Council members voted 3-2 to extend, for one year, the contract with Granicus, a Denver, Colorado, consulting company. First hired in February 2022, it enforces the regulations and tax collection requirements contained in the Falls STR ordinance but has come under fire for not meeting those obligations.
Acting City Corporation Counsel Thomas DeBoy aggressively pushed back on the complaints saying criticism of Granicus is being led by a business association of STR operators who want “no enforcement” of the regulations. But DeBoy also admitted that the city’s Code Enforcement Department has frequently failed to act on information provided by Granicus.

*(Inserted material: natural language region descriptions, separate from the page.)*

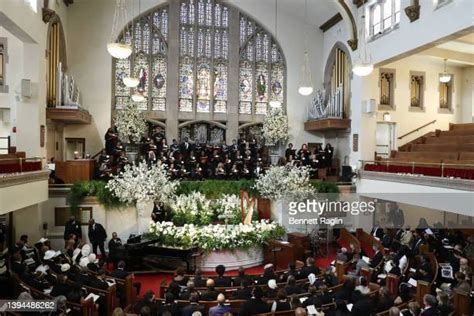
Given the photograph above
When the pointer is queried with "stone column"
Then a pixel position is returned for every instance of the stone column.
(233, 79)
(173, 70)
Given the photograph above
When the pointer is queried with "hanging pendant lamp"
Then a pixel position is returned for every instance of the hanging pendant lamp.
(362, 64)
(275, 103)
(306, 83)
(119, 48)
(445, 77)
(130, 81)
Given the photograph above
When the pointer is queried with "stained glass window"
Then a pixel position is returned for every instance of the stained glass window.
(203, 44)
(148, 62)
(262, 69)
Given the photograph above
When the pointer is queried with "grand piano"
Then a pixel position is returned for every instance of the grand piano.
(145, 254)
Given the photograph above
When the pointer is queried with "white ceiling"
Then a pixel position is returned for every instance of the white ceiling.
(464, 44)
(319, 11)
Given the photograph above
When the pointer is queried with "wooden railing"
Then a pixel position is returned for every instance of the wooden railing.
(417, 129)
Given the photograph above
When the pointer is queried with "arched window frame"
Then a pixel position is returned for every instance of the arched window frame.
(150, 43)
(260, 54)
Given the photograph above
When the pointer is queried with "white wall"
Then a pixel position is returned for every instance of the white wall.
(90, 64)
(27, 60)
(405, 119)
(468, 95)
(433, 25)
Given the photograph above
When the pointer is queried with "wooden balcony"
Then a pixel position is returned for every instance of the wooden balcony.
(69, 116)
(327, 125)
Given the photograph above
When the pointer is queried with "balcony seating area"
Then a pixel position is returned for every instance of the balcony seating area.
(441, 154)
(17, 163)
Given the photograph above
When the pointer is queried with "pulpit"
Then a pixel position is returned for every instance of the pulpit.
(72, 171)
(301, 244)
(280, 253)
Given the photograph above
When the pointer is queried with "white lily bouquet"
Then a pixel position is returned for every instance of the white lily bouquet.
(285, 182)
(140, 182)
(275, 127)
(130, 123)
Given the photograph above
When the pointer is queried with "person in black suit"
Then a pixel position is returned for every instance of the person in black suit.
(281, 303)
(198, 279)
(221, 280)
(72, 227)
(17, 265)
(377, 258)
(384, 301)
(308, 269)
(60, 288)
(430, 303)
(364, 306)
(116, 249)
(244, 292)
(99, 281)
(240, 277)
(396, 215)
(210, 294)
(377, 231)
(255, 305)
(193, 306)
(97, 236)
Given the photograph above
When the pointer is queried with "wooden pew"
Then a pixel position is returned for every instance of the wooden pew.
(367, 239)
(392, 282)
(346, 239)
(87, 308)
(462, 303)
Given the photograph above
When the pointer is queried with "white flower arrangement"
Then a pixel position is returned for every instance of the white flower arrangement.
(285, 182)
(275, 127)
(215, 237)
(195, 208)
(191, 208)
(140, 182)
(130, 123)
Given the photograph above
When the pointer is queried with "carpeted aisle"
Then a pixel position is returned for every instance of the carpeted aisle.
(152, 281)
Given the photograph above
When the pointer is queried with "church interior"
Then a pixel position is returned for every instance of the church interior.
(237, 157)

In comments made to the council members, Cherish Beals, a leader of the STR association, repeated a charge that Granicus’ website “was down for 8 to 12 months” during its prior contract period, “so they weren’t even operating and we paid for a year while their site was not operating.” Beals said the company has frequently misidentified properties as STRs and questioned the $36,907 cost of the contract.
Granicus’ previous three-year agreement with the city required the company to provide enforcement services including, among other things, providing the city with “address identification, compliance rental activity monitoring, tax collections and a 24/7 web and phone hotline.”
DeBoy took issue with the claim the company’s website was inoperable for close to a year.
“I have never had any complaints about the site being down,” he said.
When Council Member Donta Myles (D) charged that Granicus had failed to shut down “any illegal STRs”, DeBoy said an almost 100% turnover in Code Enforcement staff had led to a breakdown in the department acting on the information provided by the consultant.
“We are paying for them to give us data that we can’t do anything about,” Myles replied.
Before the Granicus contract was extended, Council Member Brain Archie (D) said city administrators needed to explain how they would use the information the company provides.
“We should get a plan for what Code Enforcement plans to do,” Archie said.
“We’re here spending tax dollars on this and you’re wondering why (residents) are up here at the podium screaming at us,” Myles said.
The contract extension was approved on a 3-2 vote, with Myles and Archie opposed and Council Chair James Perry (D), and Members Traci Bax (R) and David Zajac (R) in favor.
The 2022 STR zoning code ordinance modified the way short-term, vacation and transient rental properties are regulated in the Falls. The ordinance imposed limits on where short-term rentals could operate, required new permits for current STRs and added a yearly fee for operators along with yearly inspections. It also required STR operators to collect the same taxes that currently apply to hotels, motels and bed and breakfast inns.
Under the terms of the law, the yearly fee was designated to be used to hire a specialized “STR compliance service provider or vendor” to manage the new regulations and tax collection requirements.